Shimelis Abdisa, deputy president of the Oromia region, which includes Addis Ababa, told a news conference Wednesday night that the police visit to Mr. Jawar’s home had been “a major mistake” that should not have happened.
“It will be investigated and necessary measures will be taken,” he said. “I want to assure you that the federal and regional government will work on the safety of Jawar,” and other Ethiopia exiles who have returned since Mr. Abiy took power.
Most of the protests were peaceful, he said, attributing the violence to outsiders “who want to destabilize Oromia and engage in robbery.”
Mr. Jawar, 33, who founded the independent Oromia Media Network, enjoys an extensive social-media reach in Ethiopia — he has 1.75 million Facebook followers — giving him considerable ability to mobilize demonstrations. His supporters credit Mr. Jawar with playing a decisive role in the political changes that helped bring Mr. Abiy to power last year.

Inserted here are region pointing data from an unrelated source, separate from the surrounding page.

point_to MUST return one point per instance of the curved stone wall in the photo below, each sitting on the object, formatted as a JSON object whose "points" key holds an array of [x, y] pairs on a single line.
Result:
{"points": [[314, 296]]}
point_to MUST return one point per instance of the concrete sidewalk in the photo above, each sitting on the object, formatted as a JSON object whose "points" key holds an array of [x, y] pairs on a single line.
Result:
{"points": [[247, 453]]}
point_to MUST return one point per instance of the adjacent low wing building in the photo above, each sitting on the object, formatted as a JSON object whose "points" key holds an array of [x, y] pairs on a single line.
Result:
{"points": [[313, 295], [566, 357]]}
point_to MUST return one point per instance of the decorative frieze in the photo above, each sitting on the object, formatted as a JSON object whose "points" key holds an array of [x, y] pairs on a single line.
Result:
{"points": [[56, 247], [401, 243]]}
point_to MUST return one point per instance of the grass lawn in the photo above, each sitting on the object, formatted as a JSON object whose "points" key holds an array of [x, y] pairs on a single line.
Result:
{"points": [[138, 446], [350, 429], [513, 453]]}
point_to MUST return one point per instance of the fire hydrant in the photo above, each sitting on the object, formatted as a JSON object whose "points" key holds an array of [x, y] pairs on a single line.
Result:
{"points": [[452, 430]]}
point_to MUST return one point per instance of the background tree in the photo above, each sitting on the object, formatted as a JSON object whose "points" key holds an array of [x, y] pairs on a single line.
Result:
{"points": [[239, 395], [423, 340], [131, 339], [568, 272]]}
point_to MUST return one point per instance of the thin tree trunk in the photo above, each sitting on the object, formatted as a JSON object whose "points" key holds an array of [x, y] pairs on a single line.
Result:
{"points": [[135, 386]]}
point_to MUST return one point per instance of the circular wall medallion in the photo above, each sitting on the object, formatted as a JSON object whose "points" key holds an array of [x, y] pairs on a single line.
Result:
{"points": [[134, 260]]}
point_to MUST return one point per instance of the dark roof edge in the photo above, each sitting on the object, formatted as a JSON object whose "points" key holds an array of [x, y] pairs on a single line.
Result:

Mr. Abiy, 43, devoted much of his first year in power not only to restoring some long-repressed political freedoms in Ethiopia, but to ending the two-decade-long conflict between Ethiopia and Eritrea, its isolated neighbor, A formal declaration to the end of their “state of war” was made on July 9, 2018.
The Nobel Committee that awarded Mr. Abiy the peace prize on Oct. 11 cited the accomplishments of his first 100 days that included lifting the state of emergency, granting amnesty to thousands of political prisoners, halting media censorship and legalizing outlawed opposition groups.
But some of Mr. Abiy’s political liberalizations also unleashed forces that have endangered the country’s stability. He escaped at least one assassination attempt barely two months after he took office.
Mr. Abiy’s tenure also has been punctuated by ethnic rivalries that have flared in recent years. More than 2 million Ethiopians have been internally displaced because of conflict.
Rick Gladstone contributed reporting from New York.